Working in the European Space Agency

I wanted to work somewhere where there was an actual long-term goal, and I thought I had found it when I joined the European Space Agency. The lab had an illustrious history of ground breaking work, but by the time I joined, it was rudderless. The project that was driving the work was at best an engineering demo, not a serious research goal.

Within 18 months, I was gone.

Working in Industry

I was done with research. I wanted real products, real customers.

I joined a small company making components for small satellites (less than 50 kg). I had high expectations, and was quickly disappointed. The company had survived on a steady diet of juniors, left without guidance, destined to repeat the mistakes of their predecessors. The code was cobbled together by electrical engineers, as a means to an end, mashing the keyboard until they thought it worked.

The firmware was brittle, assumed that everything would forever stay on the happy path, had no tests, or standards, or even a hint of good practices. Repositories were usually not up to date, and picking up a new project usually meant asking the head engineer to search through his virtual machines for his uncommitted changes. The existence of an On Orbit Hardware-In-The-Loop Test frame in the communication protocol said a lot about the overall lack of quality. [1]

To some extent, I am proud of the work I did there. Every day I would work on hardware that was on its way to space! I did my best to impose standards in the codebase, but I wonder how long they persisted after my departure.

But was the work actually useful?

The products we worked on were of questionable quality. One in-development product could not use the external oscillator for the microcontroller clock. The engineer who had designed it was long gone, and the project was too late to respin the board. As a result, the control loop could only use 0.5 % of the available control action.

The customer, who bankrolled the entire development effort, would have been better off killing the project, and buying off the shelf hardware from somebody competent.

Working in Defense

After moving to a new country, I decided to change industry, and stepped into the world of defense. Learning little from my past experience, I had high expectations.

Aside from the habitual bureaucratic incompetence of large organisations, I was struck with confusion over the goals of the team. Had anybody asked me what the priorities for the next quarter, or the next year were, I would have been at a loss.
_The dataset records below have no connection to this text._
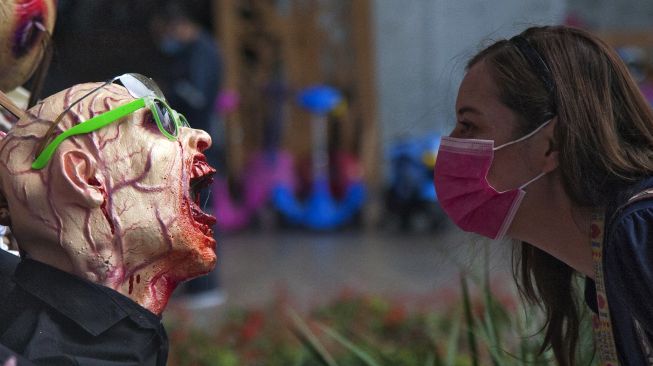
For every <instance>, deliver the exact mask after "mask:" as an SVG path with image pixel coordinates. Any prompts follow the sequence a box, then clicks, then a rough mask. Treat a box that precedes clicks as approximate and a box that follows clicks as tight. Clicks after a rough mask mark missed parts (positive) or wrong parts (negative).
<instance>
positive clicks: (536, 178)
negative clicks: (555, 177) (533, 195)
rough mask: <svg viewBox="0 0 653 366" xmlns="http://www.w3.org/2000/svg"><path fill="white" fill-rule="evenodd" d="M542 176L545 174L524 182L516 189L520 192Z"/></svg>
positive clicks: (540, 175)
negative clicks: (527, 186) (521, 190)
mask: <svg viewBox="0 0 653 366" xmlns="http://www.w3.org/2000/svg"><path fill="white" fill-rule="evenodd" d="M544 175H546V173H545V172H542V173H540V174H538V175H537V176H536V177H535V178H533V179H531V180H529V181H528V182H526V183H524V184H522V185H521V186H519V188H518V189H520V190H521V189H524V188H526V186H528V185H529V184H531V183H533V182H535V181H536V180H538V179H540V178H542V177H543V176H544Z"/></svg>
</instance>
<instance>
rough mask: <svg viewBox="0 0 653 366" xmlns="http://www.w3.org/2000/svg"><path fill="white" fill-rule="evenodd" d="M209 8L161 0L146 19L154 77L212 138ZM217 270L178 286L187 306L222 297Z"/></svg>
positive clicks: (211, 76)
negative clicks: (156, 45)
mask: <svg viewBox="0 0 653 366" xmlns="http://www.w3.org/2000/svg"><path fill="white" fill-rule="evenodd" d="M206 13H210V10H209V6H208V3H203V2H198V1H174V0H173V1H170V0H168V1H164V2H163V3H162V4H161V5H160V7H159V9H158V11H157V12H156V13H155V14H154V16H153V17H152V20H151V24H150V29H151V31H152V33H153V36H154V38H155V40H156V43H157V45H158V48H159V50H160V52H161V53H162V54H163V55H164V56H165V57H164V58H163V62H165V63H167V67H166V70H165V72H164V73H163V74H162V75H161V76H160V77H159V79H158V80H157V81H159V83H160V85H161V88H162V89H163V91H164V93H165V95H166V97H167V98H168V101H169V102H170V104H171V105H174V106H175V108H176V109H177V110H178V111H179V112H180V113H182V114H183V115H185V116H186V118H187V119H188V121H189V123H190V125H191V126H192V127H193V128H197V129H201V130H204V131H207V132H208V133H209V134H210V135H211V138H212V140H213V141H217V140H218V137H217V136H216V130H217V115H216V113H215V108H214V105H215V100H216V98H217V96H218V92H219V90H220V87H221V85H222V77H223V76H222V73H223V70H222V69H223V65H222V58H221V54H220V50H219V48H218V46H217V44H216V40H215V39H214V38H213V37H212V36H211V34H209V32H208V31H207V30H206V29H205V28H204V26H203V25H202V24H201V21H200V14H206ZM205 155H206V159H207V162H208V163H209V165H211V166H218V165H219V164H218V163H219V159H218V156H217V155H218V152H217V149H216V148H209V149H208V150H207V151H205ZM209 196H210V191H209V192H203V193H202V196H201V197H200V202H201V206H202V208H203V209H204V210H205V211H207V212H211V211H212V200H211V199H210V197H209ZM217 272H218V271H217V270H215V271H214V272H213V273H210V274H208V275H206V276H204V277H201V278H197V279H194V280H192V281H190V282H188V283H186V284H185V285H184V286H183V287H182V288H181V290H180V295H182V299H183V300H184V302H185V303H186V304H187V305H188V306H189V307H208V306H214V305H217V304H219V303H221V302H222V300H223V294H222V292H221V291H220V289H219V281H218V273H217Z"/></svg>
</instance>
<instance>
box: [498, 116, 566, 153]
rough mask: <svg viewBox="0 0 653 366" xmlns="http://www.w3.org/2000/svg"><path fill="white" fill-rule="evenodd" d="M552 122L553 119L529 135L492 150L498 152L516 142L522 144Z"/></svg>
mask: <svg viewBox="0 0 653 366" xmlns="http://www.w3.org/2000/svg"><path fill="white" fill-rule="evenodd" d="M552 120H553V119H550V120H548V121H546V122H544V123H542V124H541V125H540V126H539V127H538V128H536V129H534V130H533V131H532V132H531V133H529V134H528V135H526V136H523V137H520V138H518V139H517V140H514V141H510V142H506V143H505V144H503V145H499V146H497V147H495V148H493V150H494V151H497V150H499V149H503V148H504V147H506V146H510V145H513V144H516V143H518V142H522V141H524V140H526V139H528V138H529V137H531V136H533V135H535V134H536V133H538V132H539V131H540V130H541V129H543V128H544V127H545V126H546V125H548V124H549V122H551V121H552Z"/></svg>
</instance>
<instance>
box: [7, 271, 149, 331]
mask: <svg viewBox="0 0 653 366" xmlns="http://www.w3.org/2000/svg"><path fill="white" fill-rule="evenodd" d="M14 280H15V282H16V284H17V285H18V286H20V287H21V288H23V290H25V291H26V292H28V293H30V294H32V295H33V296H35V297H36V298H38V299H39V300H41V301H43V302H44V303H45V304H47V305H48V306H50V307H51V308H53V309H55V310H57V311H58V312H59V313H61V314H63V315H64V316H66V317H67V318H69V319H71V320H72V321H74V322H75V323H77V324H78V325H79V326H80V327H82V329H84V330H86V331H87V332H88V333H90V334H92V335H94V336H97V335H99V334H101V333H103V332H104V331H106V330H107V329H109V328H111V327H112V326H113V325H115V324H116V323H118V322H119V321H121V320H123V319H125V318H126V317H129V318H131V320H132V321H134V322H135V323H136V324H137V325H139V326H141V327H143V328H149V329H158V328H159V327H161V319H160V318H159V317H158V316H157V315H155V314H153V313H152V312H150V311H149V310H147V309H145V308H143V307H142V306H140V305H138V304H137V303H136V302H134V301H133V300H131V299H130V298H128V297H126V296H124V295H122V294H120V293H119V292H117V291H115V290H113V289H110V288H108V287H106V286H102V285H98V284H96V283H92V282H90V281H87V280H85V279H83V278H81V277H78V276H75V275H73V274H70V273H68V272H64V271H61V270H59V269H57V268H54V267H51V266H49V265H47V264H44V263H41V262H38V261H35V260H31V259H22V260H21V262H20V263H19V264H18V267H17V268H16V272H15V274H14Z"/></svg>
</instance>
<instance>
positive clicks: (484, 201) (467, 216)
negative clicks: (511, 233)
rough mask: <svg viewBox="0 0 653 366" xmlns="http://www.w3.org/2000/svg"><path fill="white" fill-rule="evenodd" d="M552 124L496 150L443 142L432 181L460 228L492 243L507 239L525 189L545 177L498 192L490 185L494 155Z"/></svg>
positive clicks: (459, 140) (547, 123)
mask: <svg viewBox="0 0 653 366" xmlns="http://www.w3.org/2000/svg"><path fill="white" fill-rule="evenodd" d="M549 122H550V121H547V122H544V123H543V124H542V125H540V127H538V128H537V129H535V130H534V131H533V132H531V133H529V134H528V135H526V136H524V137H522V138H519V139H517V140H515V141H511V142H508V143H505V144H503V145H501V146H497V147H494V141H492V140H475V139H459V138H454V137H443V138H442V141H441V142H440V148H439V150H438V158H437V163H436V164H435V172H434V179H433V181H434V183H435V190H436V192H437V195H438V201H439V202H440V206H441V207H442V209H443V210H444V211H445V212H446V213H447V215H448V216H449V218H451V220H453V222H454V223H455V224H456V225H458V227H460V228H461V229H463V230H465V231H469V232H473V233H477V234H480V235H483V236H485V237H488V238H490V239H495V240H499V239H502V238H503V237H504V235H505V234H506V231H507V230H508V228H509V227H510V224H511V223H512V220H513V218H514V216H515V213H516V212H517V209H518V208H519V204H520V203H521V200H522V198H524V195H525V194H526V192H525V191H524V188H525V187H526V186H527V185H529V184H531V183H532V182H534V181H536V180H537V179H539V178H540V177H542V176H543V175H544V174H545V173H541V174H539V175H538V176H536V177H535V178H533V179H531V180H530V181H528V182H526V183H524V184H522V185H521V186H519V187H518V188H515V189H509V190H507V191H504V192H497V190H496V189H494V188H493V187H492V186H491V185H490V183H489V182H488V181H487V173H488V171H489V170H490V166H491V165H492V160H493V159H494V152H495V151H496V150H499V149H502V148H504V147H506V146H509V145H512V144H516V143H518V142H521V141H524V140H526V139H528V138H529V137H531V136H533V135H534V134H536V133H537V132H538V131H540V130H541V129H542V128H543V127H544V126H546V125H547V124H548V123H549Z"/></svg>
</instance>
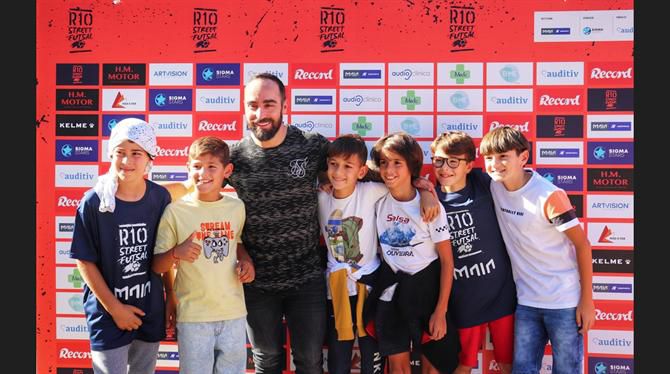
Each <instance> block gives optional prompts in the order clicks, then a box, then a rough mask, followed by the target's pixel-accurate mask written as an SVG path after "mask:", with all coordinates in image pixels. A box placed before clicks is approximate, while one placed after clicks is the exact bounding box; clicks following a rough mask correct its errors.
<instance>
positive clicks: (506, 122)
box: [484, 113, 535, 140]
mask: <svg viewBox="0 0 670 374" xmlns="http://www.w3.org/2000/svg"><path fill="white" fill-rule="evenodd" d="M503 126H507V127H511V128H513V129H516V130H519V131H520V132H521V133H522V134H523V136H525V137H526V139H529V140H532V139H535V121H534V118H533V116H532V115H527V114H507V113H489V114H487V115H486V126H485V129H484V130H485V132H490V131H491V130H493V129H496V128H498V127H503Z"/></svg>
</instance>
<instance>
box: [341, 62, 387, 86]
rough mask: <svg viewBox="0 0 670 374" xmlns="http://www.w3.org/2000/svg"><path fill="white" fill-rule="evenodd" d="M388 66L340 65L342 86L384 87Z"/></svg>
mask: <svg viewBox="0 0 670 374" xmlns="http://www.w3.org/2000/svg"><path fill="white" fill-rule="evenodd" d="M385 77H386V65H385V64H384V63H383V62H379V63H346V62H343V63H340V86H383V85H384V84H385Z"/></svg>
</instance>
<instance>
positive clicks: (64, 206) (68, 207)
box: [55, 188, 86, 216]
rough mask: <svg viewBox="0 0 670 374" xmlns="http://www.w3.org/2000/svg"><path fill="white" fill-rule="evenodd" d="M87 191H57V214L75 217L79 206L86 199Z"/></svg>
mask: <svg viewBox="0 0 670 374" xmlns="http://www.w3.org/2000/svg"><path fill="white" fill-rule="evenodd" d="M85 192H86V189H84V188H77V189H64V188H58V189H56V200H55V202H56V209H55V211H56V214H60V215H72V216H74V214H75V212H76V210H77V208H78V207H79V204H80V203H81V201H82V200H83V198H84V193H85Z"/></svg>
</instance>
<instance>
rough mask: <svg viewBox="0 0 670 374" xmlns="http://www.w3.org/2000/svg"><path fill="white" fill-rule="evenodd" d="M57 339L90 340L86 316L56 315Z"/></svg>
mask: <svg viewBox="0 0 670 374" xmlns="http://www.w3.org/2000/svg"><path fill="white" fill-rule="evenodd" d="M56 339H72V340H89V335H88V326H87V325H86V318H83V317H82V318H75V317H56Z"/></svg>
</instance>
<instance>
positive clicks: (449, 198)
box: [437, 169, 516, 328]
mask: <svg viewBox="0 0 670 374" xmlns="http://www.w3.org/2000/svg"><path fill="white" fill-rule="evenodd" d="M490 183H491V178H490V177H489V176H488V175H486V174H484V173H482V172H481V171H480V170H477V169H473V170H472V171H471V172H470V173H469V174H468V176H467V182H466V186H465V188H463V189H462V190H460V191H458V192H454V193H445V192H442V189H441V188H440V186H439V185H438V187H437V195H438V198H439V199H440V202H442V205H443V206H444V209H445V210H446V212H447V223H448V224H449V230H450V233H451V247H452V250H453V253H454V283H453V285H452V288H451V296H450V297H449V313H450V314H451V315H452V317H453V318H454V323H455V324H456V326H458V327H459V328H465V327H472V326H476V325H480V324H482V323H484V322H488V321H492V320H495V319H498V318H500V317H503V316H506V315H508V314H512V313H514V310H515V308H516V286H515V285H514V279H513V278H512V265H511V264H510V260H509V256H508V255H507V249H506V247H505V243H504V241H503V238H502V235H501V234H500V227H498V221H497V219H496V215H495V210H494V207H493V197H492V196H491V189H490Z"/></svg>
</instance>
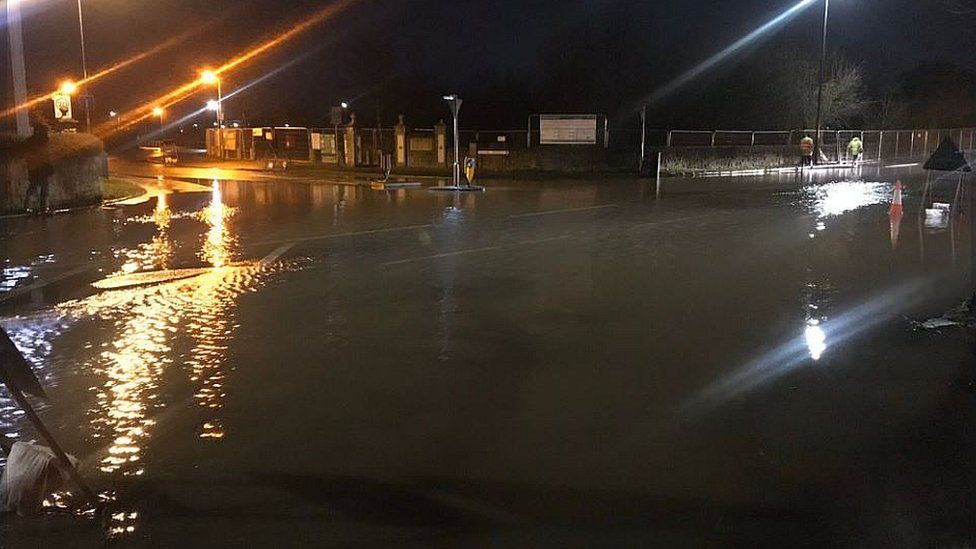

Had anybody asked me what the most pressing issues with the hardware were, I would have been similarly stumped.

As I tried to onboard onto the project, trying to make a mental model of this undocumented monolith, I struggled to see how I would make an impact. I was hired with lofty goals: to become a bridge between their grumpy senior engineer and the junior programmers tasked with making his vision reality, but I was left chasing down the typos of a prolific, but clearly dyslexic programmer.

I entered the defense industry looking for purpose. I expected to be able to relate my work directly to current geopolitical priorities, but by the time the work landed on my plate, it had been stripped of all context, and purpose was lost with it.

What if the Journey was the Purpose?

Looking back at the last 10 years of my life, I could not point to a single project I worked on that improved the world around it in any measurable way.

As I pondered this unpleasant thought, another one came into focus. I have always enjoyed teaching, and I had the opportunity to mentor quite a few interns and juniors along the way.

Even interns whom I thought I failed, seemed happy with what they learned working with me. Juniors I mentored grew into engineers I would hire again in a heartbeat.

If I failed to have a positive impact through my projects, maybe they would.